During my first year in the Social Practice MFA program I have focused on the development of a project titled Build Something Together. The project is way for me to offer my handyman skills to people who are trying to build something that they do not know how to do alone. By inviting people to propose projects to me I am able to understand their vision and work with them to create it. This project stems from a desire to meet new people through the act of manual labor, and to understand different approaches of education.
When I was interviewed for the graduate program I was asked why I wanted to attend this program and my response was that I wanted to learn how to teach. The first book Harrell Fletcher recommended to me was We Make the Road By Walking by Miles Horton and Paulo Freire. The book is a conversation between two educators who were able to listen to communities and respond to them through activating an education model that was specific to each place. After reading this book I realized that teaching was not something I could not learn from going to graduate school, but it was something I would have to be actively doing in order to understand it.
Build Something Together has completed a handful of projects in the Portland Area, including a Raft Museum, a rooftop garden, and fixing a girls bed from squeaking. Build Something Together was also invited to be part of a show in Kansas City where I created a two-week residency to help individuals and families from surrounding areas. The residency was an intensive 10-hour a day process that resulted in 14 projects and multiple interviews.
In Deschooling Society Ivan Illich says that in order to move beyond the monopolized school education we must eliminate all schools and begin to learn from each other in self-directed ways. This model of education in our daily lives is one I relate to, and one that I believe is being developed through the model of Build Something Together. People’s nature is to learn, and by placing students in a school all day they are not able to put any of what they are being told into a context they can relate to, and therefore are not learning anything that can be used outside of those walls.
So how can educational models such as Build Something Together sustain themselves while not having a direct relationship to the institutions they are critiquing?

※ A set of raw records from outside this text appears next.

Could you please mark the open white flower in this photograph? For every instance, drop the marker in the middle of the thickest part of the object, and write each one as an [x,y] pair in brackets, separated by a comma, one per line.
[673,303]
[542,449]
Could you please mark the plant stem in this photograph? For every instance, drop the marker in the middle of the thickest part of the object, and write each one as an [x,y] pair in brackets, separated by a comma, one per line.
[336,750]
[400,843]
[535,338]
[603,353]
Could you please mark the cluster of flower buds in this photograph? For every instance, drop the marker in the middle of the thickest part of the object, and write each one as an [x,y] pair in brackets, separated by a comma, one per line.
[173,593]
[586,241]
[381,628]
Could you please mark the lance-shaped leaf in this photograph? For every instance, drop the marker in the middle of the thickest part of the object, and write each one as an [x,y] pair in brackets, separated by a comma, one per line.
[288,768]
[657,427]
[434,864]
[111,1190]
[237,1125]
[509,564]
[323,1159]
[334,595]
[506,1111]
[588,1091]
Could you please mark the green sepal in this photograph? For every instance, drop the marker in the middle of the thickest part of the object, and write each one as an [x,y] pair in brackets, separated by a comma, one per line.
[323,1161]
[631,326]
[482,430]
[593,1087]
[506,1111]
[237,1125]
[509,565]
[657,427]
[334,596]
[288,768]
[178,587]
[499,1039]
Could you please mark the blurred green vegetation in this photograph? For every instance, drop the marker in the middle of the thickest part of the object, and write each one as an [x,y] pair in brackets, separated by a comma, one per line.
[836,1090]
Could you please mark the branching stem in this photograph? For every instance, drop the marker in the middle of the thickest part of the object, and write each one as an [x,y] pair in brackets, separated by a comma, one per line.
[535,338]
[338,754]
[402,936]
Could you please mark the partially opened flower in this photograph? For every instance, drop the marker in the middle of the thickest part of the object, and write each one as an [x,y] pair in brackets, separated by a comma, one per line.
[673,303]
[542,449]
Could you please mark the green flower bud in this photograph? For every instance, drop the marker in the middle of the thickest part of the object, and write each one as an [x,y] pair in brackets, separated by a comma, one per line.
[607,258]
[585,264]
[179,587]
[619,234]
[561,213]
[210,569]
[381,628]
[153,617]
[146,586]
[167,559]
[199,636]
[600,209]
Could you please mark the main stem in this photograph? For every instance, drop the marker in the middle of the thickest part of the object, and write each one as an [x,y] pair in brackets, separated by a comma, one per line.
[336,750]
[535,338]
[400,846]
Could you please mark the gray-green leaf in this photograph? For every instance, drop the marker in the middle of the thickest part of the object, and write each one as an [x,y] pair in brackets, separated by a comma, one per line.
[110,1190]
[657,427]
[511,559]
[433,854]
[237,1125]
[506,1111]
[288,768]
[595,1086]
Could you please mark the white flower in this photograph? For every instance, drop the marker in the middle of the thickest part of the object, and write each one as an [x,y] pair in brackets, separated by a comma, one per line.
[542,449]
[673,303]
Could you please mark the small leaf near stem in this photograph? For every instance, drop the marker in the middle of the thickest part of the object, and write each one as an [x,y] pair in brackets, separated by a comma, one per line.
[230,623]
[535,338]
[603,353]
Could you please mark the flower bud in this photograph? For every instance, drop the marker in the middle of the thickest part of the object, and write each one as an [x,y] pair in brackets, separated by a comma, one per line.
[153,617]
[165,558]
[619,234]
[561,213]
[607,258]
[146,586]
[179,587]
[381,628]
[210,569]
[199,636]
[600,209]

My concern comes at a time where it is obvious that the capitalist society in which we live has many repercussions that are not sustainable and are leading us into a deep depression. I believe people will start to see the lasting value of sustaining our desire to learn by enacting creative ways of education throughout our daily lives, and in doing so are creating communities based on sustainable relationships to each other.
In my second year I want to continue practicing with Build Something Together and begin to understand how this kind of a model can continue to function beyond graduation. In the act of Deschooling it is important to recognize the downfalls of public education and not get trapped by the monopoly. I want to understand this more, and I will only be able to understand it once it is put into action.